4. The trek’s best-kept secret
The best-kept secret of the entire Har Ki Dun – Ruinsara path turned out to be Devsu Thatch. Except when you’re inside the meadow, you can’t see much of it. Pine trees have effectively encased the secret! The meadows were my favourite since they ran 600 meters from top to bottom and spanned nearly 2 kilometres. In the spring, flowering plants line the meadows, and tiny multicoloured flowers sprout from the ground practically everywhere.
One can find the nice views of the triangle valley here, as it is higher than its counterpart Kalkatiyadhar on the opposite side of the valley.

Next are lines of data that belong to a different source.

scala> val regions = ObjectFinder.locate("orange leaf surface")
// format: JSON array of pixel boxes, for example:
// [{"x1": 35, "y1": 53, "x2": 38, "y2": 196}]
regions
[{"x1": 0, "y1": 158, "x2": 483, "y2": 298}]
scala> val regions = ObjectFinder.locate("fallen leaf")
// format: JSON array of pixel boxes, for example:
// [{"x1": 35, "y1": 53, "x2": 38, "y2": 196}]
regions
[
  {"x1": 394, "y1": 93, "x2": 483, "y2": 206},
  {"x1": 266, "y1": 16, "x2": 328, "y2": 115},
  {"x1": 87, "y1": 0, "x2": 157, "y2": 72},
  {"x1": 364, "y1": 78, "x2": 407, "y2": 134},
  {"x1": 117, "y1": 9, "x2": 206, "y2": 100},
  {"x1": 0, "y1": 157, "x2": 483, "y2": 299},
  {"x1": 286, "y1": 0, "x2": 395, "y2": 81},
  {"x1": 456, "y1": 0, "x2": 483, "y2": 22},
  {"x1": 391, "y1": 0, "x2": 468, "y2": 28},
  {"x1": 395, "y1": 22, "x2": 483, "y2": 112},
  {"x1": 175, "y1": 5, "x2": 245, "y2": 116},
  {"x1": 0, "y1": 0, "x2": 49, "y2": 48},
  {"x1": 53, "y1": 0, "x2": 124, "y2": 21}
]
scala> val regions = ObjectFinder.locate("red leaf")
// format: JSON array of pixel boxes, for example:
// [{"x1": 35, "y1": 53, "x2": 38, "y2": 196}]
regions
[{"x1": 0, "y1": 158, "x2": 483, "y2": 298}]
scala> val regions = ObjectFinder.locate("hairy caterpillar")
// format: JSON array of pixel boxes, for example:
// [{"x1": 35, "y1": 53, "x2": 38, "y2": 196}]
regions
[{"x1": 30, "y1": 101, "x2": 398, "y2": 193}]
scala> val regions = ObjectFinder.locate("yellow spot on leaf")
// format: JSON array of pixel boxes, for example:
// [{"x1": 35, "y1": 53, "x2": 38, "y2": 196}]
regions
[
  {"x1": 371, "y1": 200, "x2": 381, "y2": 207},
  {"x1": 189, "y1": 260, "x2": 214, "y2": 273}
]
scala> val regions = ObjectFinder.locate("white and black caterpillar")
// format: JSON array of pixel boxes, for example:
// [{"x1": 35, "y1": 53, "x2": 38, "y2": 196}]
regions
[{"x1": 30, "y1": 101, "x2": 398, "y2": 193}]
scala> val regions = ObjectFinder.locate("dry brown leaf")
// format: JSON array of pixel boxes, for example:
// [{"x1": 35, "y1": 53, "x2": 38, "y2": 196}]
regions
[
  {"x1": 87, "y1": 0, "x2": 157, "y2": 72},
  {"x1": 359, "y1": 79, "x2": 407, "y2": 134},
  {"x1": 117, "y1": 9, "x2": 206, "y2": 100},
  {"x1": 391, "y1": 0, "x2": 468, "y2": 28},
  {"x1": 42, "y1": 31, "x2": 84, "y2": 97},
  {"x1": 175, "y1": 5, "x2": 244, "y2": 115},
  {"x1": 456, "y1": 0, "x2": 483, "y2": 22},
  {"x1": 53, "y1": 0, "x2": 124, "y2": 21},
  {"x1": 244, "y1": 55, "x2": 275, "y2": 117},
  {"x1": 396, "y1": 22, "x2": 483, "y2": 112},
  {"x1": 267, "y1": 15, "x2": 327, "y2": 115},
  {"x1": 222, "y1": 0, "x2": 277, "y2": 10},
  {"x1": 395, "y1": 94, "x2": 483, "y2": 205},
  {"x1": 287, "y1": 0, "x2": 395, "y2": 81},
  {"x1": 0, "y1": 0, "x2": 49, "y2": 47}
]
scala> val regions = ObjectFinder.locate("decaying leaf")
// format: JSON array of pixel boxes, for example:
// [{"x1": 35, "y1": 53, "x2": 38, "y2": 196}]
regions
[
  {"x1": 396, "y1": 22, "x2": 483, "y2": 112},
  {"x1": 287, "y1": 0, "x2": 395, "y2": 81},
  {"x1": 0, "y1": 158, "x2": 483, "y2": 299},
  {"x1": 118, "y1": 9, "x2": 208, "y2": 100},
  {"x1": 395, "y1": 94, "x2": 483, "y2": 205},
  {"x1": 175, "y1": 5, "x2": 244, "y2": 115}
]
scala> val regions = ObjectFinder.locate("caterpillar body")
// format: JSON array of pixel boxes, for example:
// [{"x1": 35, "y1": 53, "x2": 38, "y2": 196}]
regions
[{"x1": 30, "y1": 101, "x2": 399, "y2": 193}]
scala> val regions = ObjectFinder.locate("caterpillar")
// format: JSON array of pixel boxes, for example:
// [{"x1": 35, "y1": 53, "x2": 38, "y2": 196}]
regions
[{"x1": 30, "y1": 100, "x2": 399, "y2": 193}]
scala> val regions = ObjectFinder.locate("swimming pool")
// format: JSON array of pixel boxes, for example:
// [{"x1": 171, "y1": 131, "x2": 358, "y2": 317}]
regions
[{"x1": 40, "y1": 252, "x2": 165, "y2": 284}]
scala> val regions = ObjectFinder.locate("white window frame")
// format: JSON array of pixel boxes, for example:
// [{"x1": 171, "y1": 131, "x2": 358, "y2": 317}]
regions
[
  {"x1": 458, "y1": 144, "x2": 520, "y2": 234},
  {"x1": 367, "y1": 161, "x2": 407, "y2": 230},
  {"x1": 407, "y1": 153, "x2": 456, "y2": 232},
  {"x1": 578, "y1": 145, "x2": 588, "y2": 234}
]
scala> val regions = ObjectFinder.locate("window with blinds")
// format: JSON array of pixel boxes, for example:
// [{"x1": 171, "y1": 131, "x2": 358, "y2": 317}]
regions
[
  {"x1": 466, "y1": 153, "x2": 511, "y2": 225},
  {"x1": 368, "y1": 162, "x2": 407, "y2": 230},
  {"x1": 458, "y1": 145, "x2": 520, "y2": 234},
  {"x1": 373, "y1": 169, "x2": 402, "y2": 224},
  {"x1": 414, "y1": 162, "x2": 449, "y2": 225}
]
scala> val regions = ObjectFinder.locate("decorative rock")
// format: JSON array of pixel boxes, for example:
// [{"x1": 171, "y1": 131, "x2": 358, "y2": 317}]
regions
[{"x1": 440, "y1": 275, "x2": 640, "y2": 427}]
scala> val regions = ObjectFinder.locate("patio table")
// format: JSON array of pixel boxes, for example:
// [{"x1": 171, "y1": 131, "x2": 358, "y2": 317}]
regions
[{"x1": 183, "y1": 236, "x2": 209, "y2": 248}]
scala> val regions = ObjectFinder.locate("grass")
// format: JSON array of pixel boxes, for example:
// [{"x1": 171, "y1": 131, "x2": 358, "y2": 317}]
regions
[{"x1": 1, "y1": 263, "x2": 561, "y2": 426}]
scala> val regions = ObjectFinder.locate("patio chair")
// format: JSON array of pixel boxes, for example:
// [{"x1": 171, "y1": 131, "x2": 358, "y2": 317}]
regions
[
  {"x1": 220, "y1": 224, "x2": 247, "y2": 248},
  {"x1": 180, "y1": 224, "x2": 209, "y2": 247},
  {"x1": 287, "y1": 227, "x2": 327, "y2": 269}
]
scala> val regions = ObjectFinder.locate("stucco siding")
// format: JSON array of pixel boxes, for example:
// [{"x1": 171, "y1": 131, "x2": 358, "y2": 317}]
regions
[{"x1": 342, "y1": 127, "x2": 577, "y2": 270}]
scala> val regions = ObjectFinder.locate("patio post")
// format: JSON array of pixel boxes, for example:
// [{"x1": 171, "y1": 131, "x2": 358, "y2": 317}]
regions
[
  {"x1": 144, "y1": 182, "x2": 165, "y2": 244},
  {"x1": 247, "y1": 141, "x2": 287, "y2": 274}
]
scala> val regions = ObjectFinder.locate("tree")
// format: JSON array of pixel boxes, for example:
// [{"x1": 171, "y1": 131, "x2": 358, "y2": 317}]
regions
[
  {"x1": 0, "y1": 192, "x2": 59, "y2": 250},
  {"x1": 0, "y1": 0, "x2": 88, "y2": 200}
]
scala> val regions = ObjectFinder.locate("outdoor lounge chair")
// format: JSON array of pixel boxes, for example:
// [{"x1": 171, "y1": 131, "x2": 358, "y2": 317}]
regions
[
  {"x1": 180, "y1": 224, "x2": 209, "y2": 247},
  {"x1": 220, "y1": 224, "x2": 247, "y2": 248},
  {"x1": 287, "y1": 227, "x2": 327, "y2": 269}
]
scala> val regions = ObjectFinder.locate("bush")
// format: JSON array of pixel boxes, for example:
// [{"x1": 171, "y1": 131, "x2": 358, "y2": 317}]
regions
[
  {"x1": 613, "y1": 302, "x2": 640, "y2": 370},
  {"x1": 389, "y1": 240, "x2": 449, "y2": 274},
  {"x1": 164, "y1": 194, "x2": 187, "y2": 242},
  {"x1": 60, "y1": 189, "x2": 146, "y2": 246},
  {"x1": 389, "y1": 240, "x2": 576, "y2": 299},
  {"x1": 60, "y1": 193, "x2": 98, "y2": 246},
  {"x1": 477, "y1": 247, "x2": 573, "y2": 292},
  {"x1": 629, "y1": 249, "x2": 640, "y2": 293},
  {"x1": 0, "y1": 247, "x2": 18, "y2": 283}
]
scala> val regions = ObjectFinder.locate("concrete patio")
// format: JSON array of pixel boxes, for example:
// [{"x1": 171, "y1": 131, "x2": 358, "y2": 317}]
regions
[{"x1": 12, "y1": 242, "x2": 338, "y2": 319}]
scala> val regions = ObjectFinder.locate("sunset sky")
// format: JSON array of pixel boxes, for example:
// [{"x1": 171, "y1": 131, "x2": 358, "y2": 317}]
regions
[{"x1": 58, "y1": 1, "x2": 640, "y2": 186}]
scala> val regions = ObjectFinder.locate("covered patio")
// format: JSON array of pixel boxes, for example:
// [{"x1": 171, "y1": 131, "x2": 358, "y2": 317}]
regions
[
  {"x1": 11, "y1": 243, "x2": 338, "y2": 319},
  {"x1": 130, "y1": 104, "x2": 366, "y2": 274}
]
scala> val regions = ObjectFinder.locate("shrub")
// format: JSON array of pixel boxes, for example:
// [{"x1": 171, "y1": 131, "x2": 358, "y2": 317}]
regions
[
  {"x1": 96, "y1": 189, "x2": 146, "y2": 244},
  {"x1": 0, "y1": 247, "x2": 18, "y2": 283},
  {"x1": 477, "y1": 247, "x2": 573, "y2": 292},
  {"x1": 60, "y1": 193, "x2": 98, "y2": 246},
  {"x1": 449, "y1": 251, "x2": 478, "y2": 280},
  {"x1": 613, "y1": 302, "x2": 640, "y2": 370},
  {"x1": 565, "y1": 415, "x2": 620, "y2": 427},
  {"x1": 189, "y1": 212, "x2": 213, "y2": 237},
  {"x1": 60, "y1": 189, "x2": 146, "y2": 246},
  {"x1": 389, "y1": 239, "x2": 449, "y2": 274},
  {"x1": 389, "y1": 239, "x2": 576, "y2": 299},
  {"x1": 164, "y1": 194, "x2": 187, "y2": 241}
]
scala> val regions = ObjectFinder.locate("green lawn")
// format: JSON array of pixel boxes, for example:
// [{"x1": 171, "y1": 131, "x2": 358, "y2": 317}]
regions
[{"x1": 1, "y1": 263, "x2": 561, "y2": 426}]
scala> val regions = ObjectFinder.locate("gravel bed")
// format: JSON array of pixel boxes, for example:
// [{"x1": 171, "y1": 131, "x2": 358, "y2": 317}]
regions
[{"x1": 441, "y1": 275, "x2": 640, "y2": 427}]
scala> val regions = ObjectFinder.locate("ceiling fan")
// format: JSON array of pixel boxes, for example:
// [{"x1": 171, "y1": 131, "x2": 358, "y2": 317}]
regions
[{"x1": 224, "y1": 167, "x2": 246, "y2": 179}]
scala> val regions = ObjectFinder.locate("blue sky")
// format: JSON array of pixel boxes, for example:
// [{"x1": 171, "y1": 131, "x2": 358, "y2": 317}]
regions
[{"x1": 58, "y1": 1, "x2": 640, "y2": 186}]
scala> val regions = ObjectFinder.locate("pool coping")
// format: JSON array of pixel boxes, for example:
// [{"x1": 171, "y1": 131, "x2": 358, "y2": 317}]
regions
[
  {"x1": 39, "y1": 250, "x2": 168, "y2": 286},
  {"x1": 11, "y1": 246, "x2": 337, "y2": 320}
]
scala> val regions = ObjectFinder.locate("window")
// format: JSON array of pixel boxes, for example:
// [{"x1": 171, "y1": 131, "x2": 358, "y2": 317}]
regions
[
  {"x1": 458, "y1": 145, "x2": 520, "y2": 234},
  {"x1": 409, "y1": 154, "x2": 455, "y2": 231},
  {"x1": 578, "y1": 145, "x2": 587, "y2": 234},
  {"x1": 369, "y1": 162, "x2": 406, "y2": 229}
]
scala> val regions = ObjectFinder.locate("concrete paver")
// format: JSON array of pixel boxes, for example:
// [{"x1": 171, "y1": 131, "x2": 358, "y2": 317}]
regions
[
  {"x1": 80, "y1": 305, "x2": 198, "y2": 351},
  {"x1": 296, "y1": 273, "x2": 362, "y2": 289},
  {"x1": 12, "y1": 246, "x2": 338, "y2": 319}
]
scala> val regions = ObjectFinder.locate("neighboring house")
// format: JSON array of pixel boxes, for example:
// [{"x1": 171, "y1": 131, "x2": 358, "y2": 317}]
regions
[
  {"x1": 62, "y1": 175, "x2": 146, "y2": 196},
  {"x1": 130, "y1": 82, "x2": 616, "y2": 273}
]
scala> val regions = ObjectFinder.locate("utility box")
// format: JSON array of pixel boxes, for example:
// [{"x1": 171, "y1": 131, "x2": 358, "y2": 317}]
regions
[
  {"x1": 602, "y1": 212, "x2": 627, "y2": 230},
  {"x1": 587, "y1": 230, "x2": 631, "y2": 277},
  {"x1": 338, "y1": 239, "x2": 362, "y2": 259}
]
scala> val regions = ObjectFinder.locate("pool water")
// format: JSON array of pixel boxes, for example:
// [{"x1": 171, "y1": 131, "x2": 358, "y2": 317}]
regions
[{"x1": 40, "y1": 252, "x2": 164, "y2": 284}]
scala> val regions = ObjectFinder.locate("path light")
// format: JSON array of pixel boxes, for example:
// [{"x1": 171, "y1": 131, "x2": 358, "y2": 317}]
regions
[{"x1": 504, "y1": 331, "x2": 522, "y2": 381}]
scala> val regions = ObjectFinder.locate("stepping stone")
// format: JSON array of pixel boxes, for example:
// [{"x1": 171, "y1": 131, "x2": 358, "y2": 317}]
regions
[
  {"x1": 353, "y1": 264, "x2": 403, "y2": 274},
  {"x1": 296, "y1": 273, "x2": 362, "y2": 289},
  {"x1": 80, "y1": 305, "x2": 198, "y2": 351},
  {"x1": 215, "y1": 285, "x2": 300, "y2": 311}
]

In the evenings, I remember sprinting from one end of the meadow to the other to get my sunset photographs, as each corner appeared to provide a different perspective.
5. The gorges
The two valleys that this trip honours are Har Ki Dun and Ruinsara Tal. These are, without a doubt, the most gorgeous parts of the walk. The vastness of the Har Ki Dun valley drew me in. Everything works in the valley’s favour. Massive snow-capped mountains rise out in front of you. A large river runs through the centre. Lovely lush pastures are everywhere throughout the landscape. I could spend the entire day just staring at this scene. Ruinsara Tal, on the other hand, appears to be from another universe. Isolation engulfs you. You, the mountains, and the lake are all you have. The sight of the mountains reflected in the crystal blue lake was quite relaxing to me. Ruinsara Tal felt like the peak of a trek to me, despite the fact that there was no genuine summit.